Although Plant talks about the album as a new concern, its roots nevertheless lie in an older project. He originally attempted the album’s opener, an old folk song called “Little Maggie”, while he was making Raising Sand. “I’d always tried to attack it as a song,” he begins. “I was listening to a lot of Roscoe Holcomb, and he had this frailing banjo and I said to Alison, ‘Let’s try and do this, because if we get it right…’ Of course, it was disastrous, funny beyond all belief. If it were to be included [on Raising Sand], I was to sing the main vocal on it. Alison was gonna join me on some lines here and there and play the fiddle. We knew we were going nowhere because T Bone suddenly appeared wearing a red dressing gown down to the floor, playing a tiny kid’s piano with his fist, saying, ‘We’ll put this on it, too.’”
Plant, however, has high praise for the version he and The Space Shifters have recorded for lullaby and… The Ceaseless Roar. It’s a typical blurring of musical lines, exploring the congruence between Celtic folk and African music and taking in dub and rock along the way. “I like the tease on it kicking off like you’d expect it to be if we were playing at Telluride at a Bluegrass festival,” he explains. “By verse three, our keyboard player Johnny Baggott comes in round the corner with the full force of his loops. So in the first two verses, I might have been nominated for an Americana award by Jed Hilly in Nashville, and by the end of it I’m castigated, thrown out, and I can no longer go to the Ryman. Which is exactly how it should be. I only stop for a second in any genre and keep going.”

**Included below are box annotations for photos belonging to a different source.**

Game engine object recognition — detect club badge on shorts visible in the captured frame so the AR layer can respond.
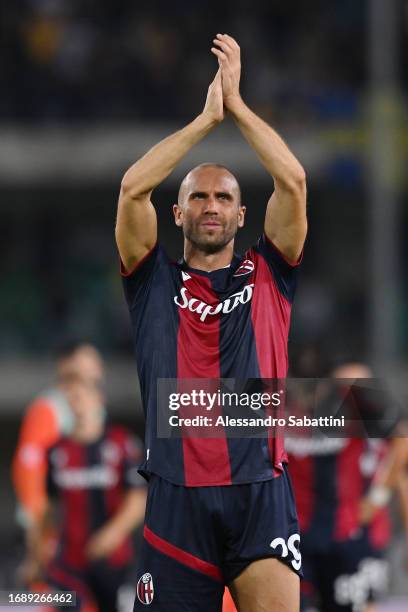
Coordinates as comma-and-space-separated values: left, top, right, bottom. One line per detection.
136, 572, 154, 606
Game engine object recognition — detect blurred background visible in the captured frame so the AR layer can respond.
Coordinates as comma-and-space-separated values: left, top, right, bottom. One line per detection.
0, 0, 408, 608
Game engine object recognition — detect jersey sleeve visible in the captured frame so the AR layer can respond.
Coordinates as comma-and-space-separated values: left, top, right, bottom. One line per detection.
253, 233, 303, 303
120, 243, 170, 310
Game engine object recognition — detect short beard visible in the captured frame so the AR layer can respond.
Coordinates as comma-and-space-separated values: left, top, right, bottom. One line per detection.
183, 227, 237, 255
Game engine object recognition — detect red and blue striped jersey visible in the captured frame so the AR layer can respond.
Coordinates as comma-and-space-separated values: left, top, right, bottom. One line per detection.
286, 436, 390, 549
47, 425, 145, 569
122, 236, 297, 486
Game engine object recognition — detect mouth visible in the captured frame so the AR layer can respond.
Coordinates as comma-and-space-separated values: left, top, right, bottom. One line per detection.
201, 221, 221, 229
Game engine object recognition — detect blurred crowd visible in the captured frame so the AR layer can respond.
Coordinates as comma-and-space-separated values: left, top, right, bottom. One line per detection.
0, 0, 367, 123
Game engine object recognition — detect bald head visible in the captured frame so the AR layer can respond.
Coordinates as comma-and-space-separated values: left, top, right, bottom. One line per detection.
178, 162, 241, 206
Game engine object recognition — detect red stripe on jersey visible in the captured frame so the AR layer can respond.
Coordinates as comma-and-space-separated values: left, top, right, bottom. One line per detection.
251, 252, 291, 475
334, 438, 365, 540
104, 428, 133, 566
143, 525, 223, 582
59, 440, 90, 568
177, 270, 231, 487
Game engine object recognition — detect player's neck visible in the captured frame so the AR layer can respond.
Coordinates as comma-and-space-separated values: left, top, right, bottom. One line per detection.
184, 240, 234, 272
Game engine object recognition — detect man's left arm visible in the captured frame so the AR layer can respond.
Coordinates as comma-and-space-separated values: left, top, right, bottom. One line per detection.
212, 34, 307, 262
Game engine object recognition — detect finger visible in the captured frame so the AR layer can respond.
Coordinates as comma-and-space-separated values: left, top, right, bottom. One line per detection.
222, 34, 240, 49
211, 47, 228, 62
213, 34, 235, 53
213, 38, 234, 56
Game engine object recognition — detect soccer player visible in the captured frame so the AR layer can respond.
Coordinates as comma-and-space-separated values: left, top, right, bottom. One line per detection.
47, 381, 146, 612
285, 363, 401, 612
116, 34, 306, 612
12, 342, 104, 586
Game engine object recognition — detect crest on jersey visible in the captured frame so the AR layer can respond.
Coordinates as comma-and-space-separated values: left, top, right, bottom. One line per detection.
136, 572, 154, 606
234, 259, 255, 276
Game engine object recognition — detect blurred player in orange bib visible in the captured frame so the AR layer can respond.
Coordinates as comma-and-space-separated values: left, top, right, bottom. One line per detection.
12, 343, 104, 586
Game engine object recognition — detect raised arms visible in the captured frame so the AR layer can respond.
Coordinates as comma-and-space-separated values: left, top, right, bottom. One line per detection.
211, 34, 307, 261
115, 71, 224, 271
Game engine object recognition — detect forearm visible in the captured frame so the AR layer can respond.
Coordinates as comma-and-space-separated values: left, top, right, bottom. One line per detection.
122, 113, 217, 198
228, 96, 305, 188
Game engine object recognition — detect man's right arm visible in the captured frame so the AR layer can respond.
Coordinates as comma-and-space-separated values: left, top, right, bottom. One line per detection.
115, 71, 224, 271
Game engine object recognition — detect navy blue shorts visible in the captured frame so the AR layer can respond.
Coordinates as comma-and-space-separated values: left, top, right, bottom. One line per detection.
134, 470, 301, 612
301, 528, 388, 612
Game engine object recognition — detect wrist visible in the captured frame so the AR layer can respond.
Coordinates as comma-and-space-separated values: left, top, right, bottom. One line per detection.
196, 110, 222, 130
224, 93, 246, 117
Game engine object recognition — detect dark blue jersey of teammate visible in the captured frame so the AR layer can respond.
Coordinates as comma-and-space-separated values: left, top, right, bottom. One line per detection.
122, 236, 296, 486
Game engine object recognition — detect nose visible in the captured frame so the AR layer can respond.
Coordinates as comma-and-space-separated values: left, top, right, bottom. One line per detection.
204, 196, 218, 215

If “Little Maggie” is indicative of the album’s wide-ranging musical sensibilities, there are other, self-penned songs that find Plant tackling his recent past. “Turn It Up”, in particular, seems crucial in addressing Plant’s decision to leave America. Against a thick, snaking riff and thrusting rhythms, he sings of being in a car, “Somewhere east of Tunica” and “close to giving up”. Is this specific to him leaving America?

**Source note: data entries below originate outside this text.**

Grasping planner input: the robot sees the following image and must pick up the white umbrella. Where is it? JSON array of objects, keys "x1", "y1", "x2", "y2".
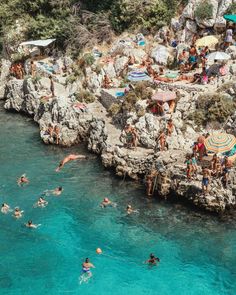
[{"x1": 206, "y1": 51, "x2": 230, "y2": 61}]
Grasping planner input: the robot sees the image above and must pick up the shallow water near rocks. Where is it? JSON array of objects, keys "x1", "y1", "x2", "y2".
[{"x1": 0, "y1": 106, "x2": 236, "y2": 295}]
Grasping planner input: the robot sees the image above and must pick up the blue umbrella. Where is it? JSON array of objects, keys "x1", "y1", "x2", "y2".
[{"x1": 128, "y1": 71, "x2": 151, "y2": 82}]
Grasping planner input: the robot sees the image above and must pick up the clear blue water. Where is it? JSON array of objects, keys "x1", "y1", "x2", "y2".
[{"x1": 0, "y1": 104, "x2": 236, "y2": 295}]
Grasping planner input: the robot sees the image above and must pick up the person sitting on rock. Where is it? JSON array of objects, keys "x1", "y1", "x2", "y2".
[
  {"x1": 166, "y1": 119, "x2": 174, "y2": 136},
  {"x1": 147, "y1": 65, "x2": 157, "y2": 78},
  {"x1": 127, "y1": 55, "x2": 135, "y2": 66},
  {"x1": 185, "y1": 155, "x2": 193, "y2": 181},
  {"x1": 141, "y1": 55, "x2": 153, "y2": 67},
  {"x1": 191, "y1": 154, "x2": 197, "y2": 176},
  {"x1": 211, "y1": 154, "x2": 222, "y2": 177},
  {"x1": 124, "y1": 124, "x2": 138, "y2": 148},
  {"x1": 146, "y1": 171, "x2": 157, "y2": 196},
  {"x1": 102, "y1": 74, "x2": 112, "y2": 89},
  {"x1": 202, "y1": 168, "x2": 211, "y2": 195},
  {"x1": 192, "y1": 141, "x2": 199, "y2": 158},
  {"x1": 157, "y1": 131, "x2": 167, "y2": 151},
  {"x1": 30, "y1": 60, "x2": 36, "y2": 78},
  {"x1": 53, "y1": 125, "x2": 60, "y2": 145},
  {"x1": 222, "y1": 156, "x2": 232, "y2": 187},
  {"x1": 178, "y1": 49, "x2": 188, "y2": 74}
]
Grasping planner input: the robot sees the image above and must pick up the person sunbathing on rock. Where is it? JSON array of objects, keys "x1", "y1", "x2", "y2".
[
  {"x1": 124, "y1": 124, "x2": 138, "y2": 148},
  {"x1": 147, "y1": 65, "x2": 157, "y2": 77},
  {"x1": 166, "y1": 119, "x2": 174, "y2": 136},
  {"x1": 56, "y1": 154, "x2": 87, "y2": 172},
  {"x1": 102, "y1": 74, "x2": 112, "y2": 89}
]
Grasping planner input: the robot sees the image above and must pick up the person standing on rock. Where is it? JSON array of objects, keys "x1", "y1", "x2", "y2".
[
  {"x1": 30, "y1": 60, "x2": 36, "y2": 78},
  {"x1": 158, "y1": 131, "x2": 166, "y2": 151},
  {"x1": 185, "y1": 155, "x2": 193, "y2": 181},
  {"x1": 166, "y1": 119, "x2": 174, "y2": 136},
  {"x1": 54, "y1": 125, "x2": 60, "y2": 145},
  {"x1": 202, "y1": 168, "x2": 211, "y2": 195},
  {"x1": 49, "y1": 76, "x2": 55, "y2": 97}
]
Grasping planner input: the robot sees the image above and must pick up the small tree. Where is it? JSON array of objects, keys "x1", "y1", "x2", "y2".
[{"x1": 195, "y1": 0, "x2": 213, "y2": 20}]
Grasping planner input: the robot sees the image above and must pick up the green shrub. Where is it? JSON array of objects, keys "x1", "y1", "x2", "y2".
[
  {"x1": 226, "y1": 3, "x2": 236, "y2": 14},
  {"x1": 195, "y1": 0, "x2": 213, "y2": 20},
  {"x1": 75, "y1": 89, "x2": 95, "y2": 103},
  {"x1": 137, "y1": 107, "x2": 146, "y2": 117},
  {"x1": 189, "y1": 93, "x2": 236, "y2": 127},
  {"x1": 66, "y1": 74, "x2": 77, "y2": 85},
  {"x1": 78, "y1": 53, "x2": 95, "y2": 69},
  {"x1": 108, "y1": 103, "x2": 121, "y2": 116}
]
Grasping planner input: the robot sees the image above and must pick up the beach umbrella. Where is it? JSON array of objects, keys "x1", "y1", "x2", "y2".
[
  {"x1": 197, "y1": 135, "x2": 206, "y2": 143},
  {"x1": 207, "y1": 51, "x2": 230, "y2": 61},
  {"x1": 152, "y1": 91, "x2": 176, "y2": 102},
  {"x1": 204, "y1": 133, "x2": 236, "y2": 154},
  {"x1": 196, "y1": 35, "x2": 219, "y2": 47},
  {"x1": 224, "y1": 14, "x2": 236, "y2": 23},
  {"x1": 128, "y1": 71, "x2": 151, "y2": 82}
]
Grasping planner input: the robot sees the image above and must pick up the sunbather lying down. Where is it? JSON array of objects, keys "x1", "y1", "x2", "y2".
[{"x1": 154, "y1": 74, "x2": 201, "y2": 83}]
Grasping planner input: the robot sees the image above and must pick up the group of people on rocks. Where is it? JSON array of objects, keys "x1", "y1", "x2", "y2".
[{"x1": 185, "y1": 134, "x2": 232, "y2": 194}]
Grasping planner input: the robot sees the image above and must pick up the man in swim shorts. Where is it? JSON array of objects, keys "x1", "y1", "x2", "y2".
[
  {"x1": 202, "y1": 168, "x2": 211, "y2": 195},
  {"x1": 56, "y1": 154, "x2": 87, "y2": 172}
]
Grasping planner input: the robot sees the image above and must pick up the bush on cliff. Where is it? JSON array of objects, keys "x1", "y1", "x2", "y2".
[
  {"x1": 189, "y1": 93, "x2": 236, "y2": 127},
  {"x1": 226, "y1": 3, "x2": 236, "y2": 14},
  {"x1": 75, "y1": 89, "x2": 95, "y2": 103},
  {"x1": 195, "y1": 0, "x2": 213, "y2": 20}
]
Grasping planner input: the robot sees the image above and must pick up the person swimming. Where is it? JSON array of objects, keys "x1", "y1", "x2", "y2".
[
  {"x1": 34, "y1": 197, "x2": 48, "y2": 207},
  {"x1": 1, "y1": 203, "x2": 12, "y2": 214},
  {"x1": 17, "y1": 174, "x2": 29, "y2": 186},
  {"x1": 126, "y1": 205, "x2": 139, "y2": 214},
  {"x1": 100, "y1": 198, "x2": 116, "y2": 208},
  {"x1": 80, "y1": 258, "x2": 95, "y2": 284},
  {"x1": 146, "y1": 253, "x2": 160, "y2": 266},
  {"x1": 13, "y1": 207, "x2": 24, "y2": 219},
  {"x1": 25, "y1": 220, "x2": 41, "y2": 228},
  {"x1": 43, "y1": 186, "x2": 63, "y2": 196},
  {"x1": 55, "y1": 154, "x2": 87, "y2": 172}
]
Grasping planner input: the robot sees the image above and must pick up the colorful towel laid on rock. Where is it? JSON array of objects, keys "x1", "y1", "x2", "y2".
[{"x1": 128, "y1": 71, "x2": 151, "y2": 82}]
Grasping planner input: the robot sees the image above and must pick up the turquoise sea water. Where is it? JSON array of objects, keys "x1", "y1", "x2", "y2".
[{"x1": 0, "y1": 105, "x2": 236, "y2": 295}]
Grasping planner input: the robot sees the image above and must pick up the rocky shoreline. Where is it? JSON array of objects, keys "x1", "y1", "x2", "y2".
[{"x1": 4, "y1": 78, "x2": 236, "y2": 213}]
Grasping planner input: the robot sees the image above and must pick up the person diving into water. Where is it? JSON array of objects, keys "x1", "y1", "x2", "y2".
[{"x1": 55, "y1": 154, "x2": 87, "y2": 172}]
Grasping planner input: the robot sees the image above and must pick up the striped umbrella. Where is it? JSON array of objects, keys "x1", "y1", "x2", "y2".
[
  {"x1": 204, "y1": 133, "x2": 236, "y2": 154},
  {"x1": 152, "y1": 91, "x2": 176, "y2": 102},
  {"x1": 128, "y1": 71, "x2": 151, "y2": 82}
]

“‘The car goes round in circles / The road remains the same’,” he quotes. “‘The song remains the same’? Yeah, yeah, definitely. Patty was recording American Kid across the border from Memphis with the North Mississippi All-Stars. I used to pop in every day and listen. But I didn’t want to sit in some studio listening to people recording. There’s nothing duller than that unless you watch a nil-nil draw with Aston Villa. So the rest of time, I had a car and I was moving through the hill country. I had the radio on and I realised I couldn’t find anything substantial. I just heard religious claptrap and right-wing stuff down there on AM radio, sports radio, phone-in programmes… it’s a very poignant song because I was turning into someone else I heard so much about. I suddenly became a hero with people, instead of ‘Planty down the road’. I come and go in the game that I play, and I have the audaciousness expectation to be invisible most of the time. Because I just like to sing.”
One of the album’s central themes is the idea of Plant the explorer returning home – the record contains references to “my island home”, “brought me home again” or being “out upon the Shire”. It often seems as if Plant is trying to write himself into the mossy nooks and crannies of his beloved Marcher lands, with their own deep history and magic. A lot of the songs, too, are written in the first person; has Plant ever written about himself so openly before?

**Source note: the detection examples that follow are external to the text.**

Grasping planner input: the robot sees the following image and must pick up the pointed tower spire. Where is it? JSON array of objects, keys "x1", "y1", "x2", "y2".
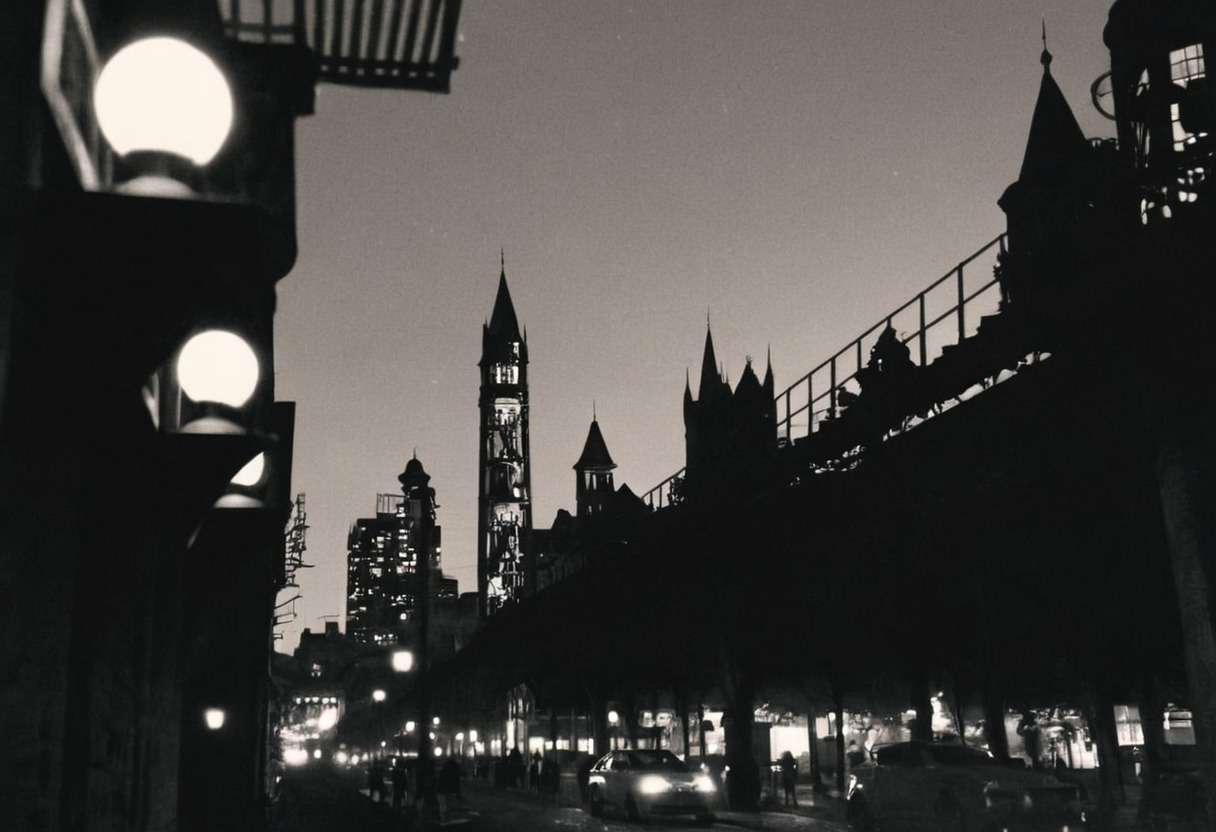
[
  {"x1": 574, "y1": 418, "x2": 617, "y2": 517},
  {"x1": 1018, "y1": 22, "x2": 1090, "y2": 182},
  {"x1": 574, "y1": 418, "x2": 617, "y2": 471},
  {"x1": 485, "y1": 266, "x2": 523, "y2": 341},
  {"x1": 697, "y1": 321, "x2": 722, "y2": 401}
]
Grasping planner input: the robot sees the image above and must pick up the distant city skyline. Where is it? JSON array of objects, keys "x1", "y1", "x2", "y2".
[{"x1": 276, "y1": 0, "x2": 1114, "y2": 651}]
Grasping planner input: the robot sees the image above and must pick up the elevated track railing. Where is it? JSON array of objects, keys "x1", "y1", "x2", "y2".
[{"x1": 642, "y1": 234, "x2": 1006, "y2": 508}]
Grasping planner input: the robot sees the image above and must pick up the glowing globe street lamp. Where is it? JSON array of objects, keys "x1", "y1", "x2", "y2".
[{"x1": 94, "y1": 36, "x2": 235, "y2": 197}]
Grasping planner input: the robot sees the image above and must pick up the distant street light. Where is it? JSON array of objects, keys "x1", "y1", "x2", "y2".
[{"x1": 393, "y1": 650, "x2": 413, "y2": 673}]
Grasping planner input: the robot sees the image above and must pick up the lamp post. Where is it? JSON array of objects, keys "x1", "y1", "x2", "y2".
[{"x1": 398, "y1": 457, "x2": 435, "y2": 803}]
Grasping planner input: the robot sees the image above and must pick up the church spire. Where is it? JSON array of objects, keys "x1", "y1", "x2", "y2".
[
  {"x1": 485, "y1": 264, "x2": 523, "y2": 341},
  {"x1": 1018, "y1": 22, "x2": 1090, "y2": 182},
  {"x1": 697, "y1": 321, "x2": 722, "y2": 400}
]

“I’m at the time in my life now where I can’t really sing about a girl in a bar room,” he considers. “I can’t go into familiar music terminology like you would hear on so many other songs, and I can’t sing about love as an absolute pure and relative condition. Because there’s way more to it than that, and the way I’ve crashed through my life and everybody else’s life…
“You know, I had to give so much away to come back,” he admits. “My relationship was out there. But what could I do? I could sweep it all under the carpet and pretend it doesn’t exist. But I subscribe. Sometimes, some of the choices you have to make are bitter.”
Like moving back to the UK?
“Yeah, like realising that I actually am from here. I see this is where it is for me, but I’m always coming and going. I’m a trader, really. I go and I come, I have a cargo of madness that I keep dumping into venues. I’m glad I can do because I celebrate my gift. There’s no point in fucking about and pretending.”